Since only the test data set of the bats is balanced but the woodpecker data is slightly imbalanced and the human activity data set is highly imbalanced lets also take a look at a metric that takes the data distribution into account:
Cohen’s kappa is defined as:
K=(p_0-p_e)/(1-p_e)
where p_0 is the overall accuracy of the model and p_e is the measure of the agreement between the model predictions and the actual class values as if happening by chance.
Cohen’s kappa is always less than or equal to 1. Values of 0 or less, indicate that the classifier is not better than chance. Landis and Koch (1977) provide a way to characterize values. According to their scheme a value < 0 is indicating no agreement , 0–0.20 slight agrement, 0.21–0.40 fair agreement, 0.41–0.60 moderate agreement, 0.61–0.80 substantial agreement , and 0.81–1 as almost perfect agreement.

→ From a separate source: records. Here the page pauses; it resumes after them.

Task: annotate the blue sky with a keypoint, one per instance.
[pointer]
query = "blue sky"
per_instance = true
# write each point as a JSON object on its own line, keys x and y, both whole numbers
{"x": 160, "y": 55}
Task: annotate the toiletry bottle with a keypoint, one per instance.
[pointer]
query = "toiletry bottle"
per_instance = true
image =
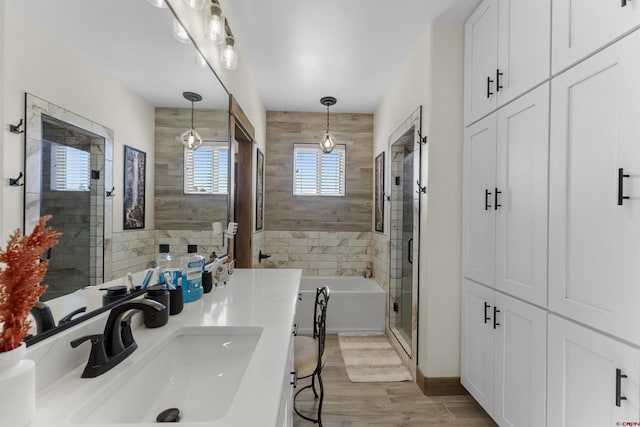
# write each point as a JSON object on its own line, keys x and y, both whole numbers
{"x": 164, "y": 262}
{"x": 192, "y": 265}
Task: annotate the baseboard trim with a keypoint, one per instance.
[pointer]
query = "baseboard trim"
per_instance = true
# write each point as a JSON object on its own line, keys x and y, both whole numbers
{"x": 439, "y": 386}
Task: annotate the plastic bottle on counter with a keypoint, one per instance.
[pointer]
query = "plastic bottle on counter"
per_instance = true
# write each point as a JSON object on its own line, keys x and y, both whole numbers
{"x": 165, "y": 264}
{"x": 192, "y": 265}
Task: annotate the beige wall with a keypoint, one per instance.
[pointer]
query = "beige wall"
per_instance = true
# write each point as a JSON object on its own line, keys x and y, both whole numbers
{"x": 175, "y": 210}
{"x": 432, "y": 77}
{"x": 5, "y": 127}
{"x": 351, "y": 213}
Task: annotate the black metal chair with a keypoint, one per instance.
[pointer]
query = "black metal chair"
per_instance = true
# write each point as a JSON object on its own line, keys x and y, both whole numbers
{"x": 309, "y": 354}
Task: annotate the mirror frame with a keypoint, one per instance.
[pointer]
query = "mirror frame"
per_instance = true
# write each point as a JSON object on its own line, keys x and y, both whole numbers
{"x": 35, "y": 108}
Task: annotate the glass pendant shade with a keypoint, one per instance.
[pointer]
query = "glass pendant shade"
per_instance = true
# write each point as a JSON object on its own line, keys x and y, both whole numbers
{"x": 191, "y": 139}
{"x": 327, "y": 143}
{"x": 158, "y": 3}
{"x": 214, "y": 24}
{"x": 195, "y": 4}
{"x": 229, "y": 54}
{"x": 180, "y": 33}
{"x": 199, "y": 59}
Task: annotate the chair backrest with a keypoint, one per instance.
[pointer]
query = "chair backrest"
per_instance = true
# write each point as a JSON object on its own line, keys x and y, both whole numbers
{"x": 320, "y": 319}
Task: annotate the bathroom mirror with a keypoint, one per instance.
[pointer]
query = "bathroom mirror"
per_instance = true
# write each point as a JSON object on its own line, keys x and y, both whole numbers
{"x": 132, "y": 43}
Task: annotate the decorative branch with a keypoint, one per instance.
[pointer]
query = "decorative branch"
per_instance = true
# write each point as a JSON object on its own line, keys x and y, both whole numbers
{"x": 20, "y": 278}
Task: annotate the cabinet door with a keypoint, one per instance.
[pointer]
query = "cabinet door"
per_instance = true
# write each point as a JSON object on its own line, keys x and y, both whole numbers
{"x": 524, "y": 40}
{"x": 594, "y": 243}
{"x": 477, "y": 342}
{"x": 479, "y": 201}
{"x": 582, "y": 378}
{"x": 520, "y": 363}
{"x": 581, "y": 27}
{"x": 481, "y": 58}
{"x": 521, "y": 220}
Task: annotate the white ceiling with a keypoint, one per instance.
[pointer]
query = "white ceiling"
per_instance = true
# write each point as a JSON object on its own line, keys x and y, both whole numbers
{"x": 297, "y": 50}
{"x": 301, "y": 50}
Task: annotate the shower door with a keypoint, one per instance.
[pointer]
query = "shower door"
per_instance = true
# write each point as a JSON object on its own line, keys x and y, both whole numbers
{"x": 404, "y": 156}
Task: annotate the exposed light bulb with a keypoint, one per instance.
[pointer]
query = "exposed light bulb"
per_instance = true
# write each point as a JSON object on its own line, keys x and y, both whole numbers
{"x": 195, "y": 4}
{"x": 180, "y": 33}
{"x": 229, "y": 55}
{"x": 328, "y": 143}
{"x": 158, "y": 3}
{"x": 202, "y": 63}
{"x": 214, "y": 24}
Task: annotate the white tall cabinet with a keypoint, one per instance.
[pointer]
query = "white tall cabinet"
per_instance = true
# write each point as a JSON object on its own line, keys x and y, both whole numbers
{"x": 551, "y": 212}
{"x": 506, "y": 53}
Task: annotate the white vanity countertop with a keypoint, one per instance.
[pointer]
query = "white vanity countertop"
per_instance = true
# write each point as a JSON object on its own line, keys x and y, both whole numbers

Kappa values based on the 2.5 dB separation value from the literature ranged between 0.3 (humans) and 0.38 (woodpecker), i.e. a fair agreement. For the optimized threshold Kappa values were significantly better in all cases (0.46, 0.58, 0.53; bats, woodpecker, humans); i.e. moderate agreement. However, even the best Kappa value for the threshold based approach only showed a moderate agreement while all Kappa values based on the random-forest model showed an almost perfect agreement ( 0.94, 0.94, 0.90 ; bats, woodpecker, humans ).